Supine posture changes lung volumes and increases ventilation heterogeneity in cystic fibrosis

Introduction Lung Clearance Index (LCI) is recognised as an early marker of cystic fibrosis (CF) lung disease. The effect of posture on LCI however is important when considering longitudinal measurements from infancy and when comparing LCI to imaging studies. Methods 35 children with CF and 28 healthy controls (HC) were assessed. Multiple breath washout (MBW) was performed both sitting and supine in triplicate and analysed for LCI, Scond, Sacin, and lung volumes. These values were also corrected for the Fowler dead-space to create ‘alveolar’ indices. Results From sitting to supine there was a significant increase in LCI and a significant decrease in FRC for both CF and HC (p<0.01). LCI, when adjusted to estimate ‘alveolar’ LCI (LCIalv), increased the magnitude of change with posture for both LCIalv and FRCalv in both groups, with a greater effect of change in lung volume in HC compared with children with CF. The % change in LCIalv for all subjects correlated significantly with lung volume % changes, most notably tidal volume/functional residual capacity (Vtalv/FRCalv (r = 0.54,p<0.001)). Conclusion There is a significant increase in LCI from sitting to supine, which we believe to be in part due to changes in lung volume and also increasing ventilation heterogeneity related to posture. This may have implications in longitudinal measurements from infancy to older childhood and for studies comparing supine imaging methods to LCI.

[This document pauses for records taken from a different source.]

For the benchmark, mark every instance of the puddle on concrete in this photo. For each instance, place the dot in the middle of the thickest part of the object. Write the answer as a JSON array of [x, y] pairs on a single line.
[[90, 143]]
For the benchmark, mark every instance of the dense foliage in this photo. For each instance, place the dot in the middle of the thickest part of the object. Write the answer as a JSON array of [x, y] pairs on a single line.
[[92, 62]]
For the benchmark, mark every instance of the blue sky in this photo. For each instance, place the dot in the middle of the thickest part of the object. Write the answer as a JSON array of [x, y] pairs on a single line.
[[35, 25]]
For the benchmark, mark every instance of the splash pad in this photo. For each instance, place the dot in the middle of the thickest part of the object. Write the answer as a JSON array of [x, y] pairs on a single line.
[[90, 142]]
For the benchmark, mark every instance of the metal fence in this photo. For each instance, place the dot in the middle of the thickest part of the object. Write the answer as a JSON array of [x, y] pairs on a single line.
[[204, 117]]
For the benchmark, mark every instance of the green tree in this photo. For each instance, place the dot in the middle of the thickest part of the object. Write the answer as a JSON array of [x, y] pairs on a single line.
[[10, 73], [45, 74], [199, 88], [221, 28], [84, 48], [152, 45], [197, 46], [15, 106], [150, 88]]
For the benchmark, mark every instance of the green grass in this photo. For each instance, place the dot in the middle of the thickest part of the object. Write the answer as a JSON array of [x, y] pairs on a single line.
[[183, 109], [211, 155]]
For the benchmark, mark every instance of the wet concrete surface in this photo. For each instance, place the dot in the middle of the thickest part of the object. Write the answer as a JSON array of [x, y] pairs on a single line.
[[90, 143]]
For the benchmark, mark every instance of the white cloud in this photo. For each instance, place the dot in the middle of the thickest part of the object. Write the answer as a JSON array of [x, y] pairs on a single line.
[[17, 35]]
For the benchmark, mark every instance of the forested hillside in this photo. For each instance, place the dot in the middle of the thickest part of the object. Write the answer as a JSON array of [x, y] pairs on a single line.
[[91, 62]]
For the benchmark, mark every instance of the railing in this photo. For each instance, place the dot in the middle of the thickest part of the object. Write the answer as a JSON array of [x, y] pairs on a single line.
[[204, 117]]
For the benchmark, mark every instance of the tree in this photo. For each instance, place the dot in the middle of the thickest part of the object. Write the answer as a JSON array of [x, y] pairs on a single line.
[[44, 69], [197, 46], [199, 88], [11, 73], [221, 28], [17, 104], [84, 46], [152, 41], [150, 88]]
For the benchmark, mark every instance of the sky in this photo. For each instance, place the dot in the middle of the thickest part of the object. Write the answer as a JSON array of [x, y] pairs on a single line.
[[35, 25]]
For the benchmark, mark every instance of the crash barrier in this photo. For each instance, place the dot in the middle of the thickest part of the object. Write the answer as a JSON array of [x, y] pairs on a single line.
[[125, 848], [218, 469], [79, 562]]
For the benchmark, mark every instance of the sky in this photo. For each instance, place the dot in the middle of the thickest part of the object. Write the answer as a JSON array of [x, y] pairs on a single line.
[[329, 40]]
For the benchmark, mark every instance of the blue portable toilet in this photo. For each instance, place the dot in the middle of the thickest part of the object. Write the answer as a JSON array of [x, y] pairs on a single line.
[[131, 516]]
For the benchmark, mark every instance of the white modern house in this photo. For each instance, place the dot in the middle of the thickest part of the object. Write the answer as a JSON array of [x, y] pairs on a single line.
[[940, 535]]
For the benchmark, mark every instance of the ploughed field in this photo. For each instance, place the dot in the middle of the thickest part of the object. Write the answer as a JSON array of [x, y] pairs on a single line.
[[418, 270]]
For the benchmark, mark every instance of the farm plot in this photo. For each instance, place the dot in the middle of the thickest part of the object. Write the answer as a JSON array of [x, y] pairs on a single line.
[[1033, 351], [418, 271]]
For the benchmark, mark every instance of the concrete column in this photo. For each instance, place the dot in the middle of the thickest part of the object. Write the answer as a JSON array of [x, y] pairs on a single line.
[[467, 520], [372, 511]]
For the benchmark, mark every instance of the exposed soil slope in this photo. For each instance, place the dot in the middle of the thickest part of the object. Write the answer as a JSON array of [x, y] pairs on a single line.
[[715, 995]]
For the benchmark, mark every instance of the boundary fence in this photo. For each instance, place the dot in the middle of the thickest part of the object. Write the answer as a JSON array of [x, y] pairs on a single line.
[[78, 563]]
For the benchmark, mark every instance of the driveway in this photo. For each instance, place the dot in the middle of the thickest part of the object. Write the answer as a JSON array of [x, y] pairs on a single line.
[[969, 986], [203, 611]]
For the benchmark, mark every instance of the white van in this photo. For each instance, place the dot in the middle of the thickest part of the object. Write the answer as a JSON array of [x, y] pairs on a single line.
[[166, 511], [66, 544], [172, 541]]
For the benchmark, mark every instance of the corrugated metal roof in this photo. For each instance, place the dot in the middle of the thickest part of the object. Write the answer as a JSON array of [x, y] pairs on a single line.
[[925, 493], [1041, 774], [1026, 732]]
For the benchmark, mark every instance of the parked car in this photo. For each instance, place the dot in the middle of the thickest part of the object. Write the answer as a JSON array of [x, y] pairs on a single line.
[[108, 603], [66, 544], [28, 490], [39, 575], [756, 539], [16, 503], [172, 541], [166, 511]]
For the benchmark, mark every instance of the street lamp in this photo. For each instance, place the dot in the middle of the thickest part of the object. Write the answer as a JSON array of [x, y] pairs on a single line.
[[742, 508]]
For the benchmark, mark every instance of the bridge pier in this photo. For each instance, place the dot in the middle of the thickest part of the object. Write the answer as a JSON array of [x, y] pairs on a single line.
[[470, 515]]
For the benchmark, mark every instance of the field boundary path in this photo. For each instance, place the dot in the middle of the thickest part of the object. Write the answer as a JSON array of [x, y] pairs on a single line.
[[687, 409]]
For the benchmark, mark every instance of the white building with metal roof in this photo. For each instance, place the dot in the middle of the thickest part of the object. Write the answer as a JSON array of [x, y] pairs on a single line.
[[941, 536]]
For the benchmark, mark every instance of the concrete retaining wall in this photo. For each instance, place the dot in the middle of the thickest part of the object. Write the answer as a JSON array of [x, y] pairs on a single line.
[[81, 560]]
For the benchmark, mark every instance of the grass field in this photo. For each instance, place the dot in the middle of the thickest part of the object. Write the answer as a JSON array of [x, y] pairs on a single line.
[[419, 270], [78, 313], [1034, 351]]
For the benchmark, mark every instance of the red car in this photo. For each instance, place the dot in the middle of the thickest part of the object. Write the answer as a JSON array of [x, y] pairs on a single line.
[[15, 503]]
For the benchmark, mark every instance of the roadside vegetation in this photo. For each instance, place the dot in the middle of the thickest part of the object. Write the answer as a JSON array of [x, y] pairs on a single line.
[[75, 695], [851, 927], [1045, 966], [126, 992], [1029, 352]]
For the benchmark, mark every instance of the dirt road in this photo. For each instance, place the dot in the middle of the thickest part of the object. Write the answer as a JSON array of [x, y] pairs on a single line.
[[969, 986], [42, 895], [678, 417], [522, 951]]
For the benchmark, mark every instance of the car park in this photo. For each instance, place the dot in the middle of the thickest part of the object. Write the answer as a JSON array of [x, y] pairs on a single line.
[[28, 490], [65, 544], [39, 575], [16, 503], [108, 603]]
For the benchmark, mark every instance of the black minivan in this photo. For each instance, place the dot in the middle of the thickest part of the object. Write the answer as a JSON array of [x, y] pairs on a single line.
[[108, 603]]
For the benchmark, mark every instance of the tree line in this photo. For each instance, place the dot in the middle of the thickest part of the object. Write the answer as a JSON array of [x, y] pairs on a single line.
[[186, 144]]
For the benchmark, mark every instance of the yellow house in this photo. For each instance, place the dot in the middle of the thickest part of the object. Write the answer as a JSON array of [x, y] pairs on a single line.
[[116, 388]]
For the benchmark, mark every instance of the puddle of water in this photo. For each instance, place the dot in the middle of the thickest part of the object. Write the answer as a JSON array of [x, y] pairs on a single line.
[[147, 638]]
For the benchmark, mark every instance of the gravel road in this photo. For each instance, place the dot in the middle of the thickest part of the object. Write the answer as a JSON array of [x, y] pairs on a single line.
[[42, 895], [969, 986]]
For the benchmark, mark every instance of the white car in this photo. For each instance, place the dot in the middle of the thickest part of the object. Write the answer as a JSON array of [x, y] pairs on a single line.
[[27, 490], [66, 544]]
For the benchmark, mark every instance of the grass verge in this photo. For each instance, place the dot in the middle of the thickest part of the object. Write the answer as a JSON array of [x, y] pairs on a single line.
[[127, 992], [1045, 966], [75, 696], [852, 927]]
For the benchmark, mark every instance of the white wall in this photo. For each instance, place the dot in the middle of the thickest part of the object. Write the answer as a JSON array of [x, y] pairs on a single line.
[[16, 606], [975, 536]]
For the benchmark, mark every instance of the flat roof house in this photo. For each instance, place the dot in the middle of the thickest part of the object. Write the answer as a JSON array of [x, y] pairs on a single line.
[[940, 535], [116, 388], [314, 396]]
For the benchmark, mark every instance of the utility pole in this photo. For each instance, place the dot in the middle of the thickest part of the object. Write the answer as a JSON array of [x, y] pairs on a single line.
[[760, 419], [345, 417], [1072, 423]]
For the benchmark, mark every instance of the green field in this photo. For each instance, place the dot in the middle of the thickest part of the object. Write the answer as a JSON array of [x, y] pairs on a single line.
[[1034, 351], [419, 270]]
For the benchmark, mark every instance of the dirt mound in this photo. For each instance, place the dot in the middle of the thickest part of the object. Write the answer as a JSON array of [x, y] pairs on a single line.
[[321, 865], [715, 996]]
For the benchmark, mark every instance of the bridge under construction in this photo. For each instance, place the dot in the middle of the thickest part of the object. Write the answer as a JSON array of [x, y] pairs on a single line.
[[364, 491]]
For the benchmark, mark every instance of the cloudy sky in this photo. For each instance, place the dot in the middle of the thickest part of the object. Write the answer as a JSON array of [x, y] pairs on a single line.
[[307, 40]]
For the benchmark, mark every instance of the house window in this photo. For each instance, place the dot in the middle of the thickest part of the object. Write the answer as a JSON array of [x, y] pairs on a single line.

S22 Lung clearance index, FEV1 and CT findings in cystic fibrosis: data from the UK CF Gene Therapy Consortium run-in study

Introduction Lung Clearance Index (LCI) is a measure of lung gas mixing derived from the Multiple Breath Washout (MBW) test. We present LCI, FEV1 and CT data from the Run-In Study, a longitudinal study in preparation for a multi-dose trial of nebulised gene therapy for CF. Methods MBW, spirometry and low-dose HRCT chest were performed as part of the first Run-In Study visit. LCI was reported as the mean result from at least two technically acceptable sulphur hexafluoride MBW tests performed using a modified Innocor gas analyser. Spirometry was performed to ERS standards. CT scans were assessed by two independent radiologists for extent and severity of bronchiectasis, wall thickening, presence of small and large airway plugs, and gas trapping. Results 191 patients attended visit 1, mean (range) age 22.6 (10–59.1) years. Validated LCI, FEV1 and CT results were available for 167, 191 and 150 patients, respectively. Mean (SD) FEV1 was 72(19)% predicted. Mean (SD) LCI was 10.7 (2.7), with mean intravisit coefficient of variation of 4.9%. LCI correlated negatively with FEV1 (r=−0.68, p<0.001), but was abnormally elevated in 72% of participants with normal FEV1 (see Abstract S22 Figure 1; triangles indicate FEV1 >80% and LCI >7.5). 95% CI for LCI in normal subjects 5.9 to 7.5. Both FEV1 and LCI correlated with all CT measures (p<0.001), most strongly with extent of bronchiectasis. LCI correlated better than FEV1 with extent of bronchiectasis, r=0.72 (p<0.001) vs r=−0.61 (p<0.001), respectively.Abstract S22 Figure 1 Conclusions Results from this large cohort suggests that LCI is a more sensitive test of early CF lung disease, and correlates better with extent of bronchiectasis seen on CT, than FEV1. Validation of data from subsequent study visits is in progress and will be reported at a future date.